A high-low agreement is a settlement agreement that guarantees a minimum recovery for a plaintiff and limits a defendant’s exposure to an agreed upon maximum, regardless of the jury’s award. This maximum, or high-limit, is inclusive of costs and fees and it is a basic assumption of high-low agreements that the plaintiff cannot recover more than the “high-limit.”

Recently, the New Jersey Appellate Division addressed the intersection of these two risk management mechanisms. In Serico v. Rothberg, Plaintiff brought a medical malpractice action for failure to diagnose colon cancer. While the matter was awaiting a trial date, Plaintiff made an offer-of-judgment to accept $750,000 from the Defendant. Defendant did not respond to the offer. The matter went to trial and while the jury was deliberating, the parties entered a high-low agreement that provided a “low” of $300,000 for the Plaintiff and limited Defendant’s liability to a “high” of $1 million. During negotiations for the high-low agreement, Plaintiff’s possible entitlement to fees under the offer-of-judgment rule (R. 4:58-2(a)) was never discussed. It was not expressly waived by the Plaintiff, no demand for waiver was made by the Defendant, and the offer of judgment was not mentioned when terms of the high-low agreement were placed on the record.

The jury then returned a verdict in favor of the Plaintiff for $6 million, well over 120 percent of Plaintiff’s offer-of-judgment. Absent the high-low agreement, Plaintiff would have been entitled to costs and fees under the offer-of-judgment rule. However, Although the high-low agreement permitted a maximum award of $1 million. Despite this ceiling, Plaintiff’s counsel filed a motion for an award of attorney’s fees and costs, arguing that absent an express waiver, a high-low agreement does not waive a plaintiff’s right to seek sanctions under R. 4:58-2(a). Plaintiff claimed that the purpose of the Rule is “to impose financial consequences on a party [that] rejects a settlement offer” and the offer-of-judgment rule “accords judges no discretion regarding whether or not to award attorney’s fees.” The Court disagreed and the Appellate Division affirmed.
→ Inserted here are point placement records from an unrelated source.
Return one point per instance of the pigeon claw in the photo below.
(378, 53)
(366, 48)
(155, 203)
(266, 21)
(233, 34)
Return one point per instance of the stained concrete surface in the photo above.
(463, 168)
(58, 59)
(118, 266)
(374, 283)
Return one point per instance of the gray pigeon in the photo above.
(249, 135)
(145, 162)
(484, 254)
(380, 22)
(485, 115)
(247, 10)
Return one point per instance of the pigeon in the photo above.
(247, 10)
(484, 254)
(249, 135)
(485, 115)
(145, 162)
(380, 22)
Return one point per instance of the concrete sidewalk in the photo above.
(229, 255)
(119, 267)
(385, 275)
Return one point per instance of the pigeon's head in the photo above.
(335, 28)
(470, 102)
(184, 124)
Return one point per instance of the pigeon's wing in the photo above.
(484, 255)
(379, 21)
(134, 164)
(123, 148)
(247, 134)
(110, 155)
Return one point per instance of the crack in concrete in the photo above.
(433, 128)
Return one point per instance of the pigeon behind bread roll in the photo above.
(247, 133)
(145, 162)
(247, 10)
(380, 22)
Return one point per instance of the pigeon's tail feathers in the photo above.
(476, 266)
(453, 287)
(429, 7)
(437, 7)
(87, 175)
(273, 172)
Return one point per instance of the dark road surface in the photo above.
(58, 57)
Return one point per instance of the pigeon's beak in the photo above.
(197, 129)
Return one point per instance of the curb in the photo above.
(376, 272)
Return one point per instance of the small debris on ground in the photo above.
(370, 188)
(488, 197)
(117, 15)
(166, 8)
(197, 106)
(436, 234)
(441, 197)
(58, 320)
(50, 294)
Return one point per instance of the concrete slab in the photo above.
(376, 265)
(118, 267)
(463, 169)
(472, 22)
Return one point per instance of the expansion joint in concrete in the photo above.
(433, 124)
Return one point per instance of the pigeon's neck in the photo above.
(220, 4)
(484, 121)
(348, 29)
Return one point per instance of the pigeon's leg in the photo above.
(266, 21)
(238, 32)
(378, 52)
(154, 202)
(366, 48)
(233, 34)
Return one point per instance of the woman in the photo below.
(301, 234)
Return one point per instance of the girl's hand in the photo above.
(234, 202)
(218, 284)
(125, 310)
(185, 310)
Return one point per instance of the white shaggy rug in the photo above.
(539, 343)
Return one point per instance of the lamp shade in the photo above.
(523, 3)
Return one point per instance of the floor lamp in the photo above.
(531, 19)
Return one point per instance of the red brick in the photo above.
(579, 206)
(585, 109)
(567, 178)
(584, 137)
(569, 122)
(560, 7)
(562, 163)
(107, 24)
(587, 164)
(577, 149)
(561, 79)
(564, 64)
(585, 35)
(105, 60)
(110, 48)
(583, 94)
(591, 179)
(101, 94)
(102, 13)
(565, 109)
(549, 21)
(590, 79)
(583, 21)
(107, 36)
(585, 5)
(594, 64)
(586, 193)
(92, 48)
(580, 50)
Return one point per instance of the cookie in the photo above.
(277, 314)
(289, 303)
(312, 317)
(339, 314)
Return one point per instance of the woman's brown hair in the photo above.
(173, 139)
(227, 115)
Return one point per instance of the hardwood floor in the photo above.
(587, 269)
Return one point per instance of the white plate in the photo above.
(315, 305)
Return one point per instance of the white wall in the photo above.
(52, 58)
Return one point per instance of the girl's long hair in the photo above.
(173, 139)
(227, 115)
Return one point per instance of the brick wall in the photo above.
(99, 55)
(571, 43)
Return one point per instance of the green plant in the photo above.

The Appellate Division explained that by entering into the high-low agreement, Plaintiff “could not recover any amount beyond the ‘high’ to which she agreed.” A high-low agreement is a contract and, like any contract, if the terms of the agreement are clear they must be enforced as written. The high-low agreement made no mention of Plaintiff’s offer of judgment and “Plaintiff did not come forward with any evidence that she preserved her rights [to attorney’s fees] under the Rule.” Although parties are always free to preserve any claim they might have, they must clearly state that intention at the time of the settlement. Unless expressly preserved, a claim for an additional amount beyond the “high-limit” is considered to be encompassed within the negotiated high-low agreement.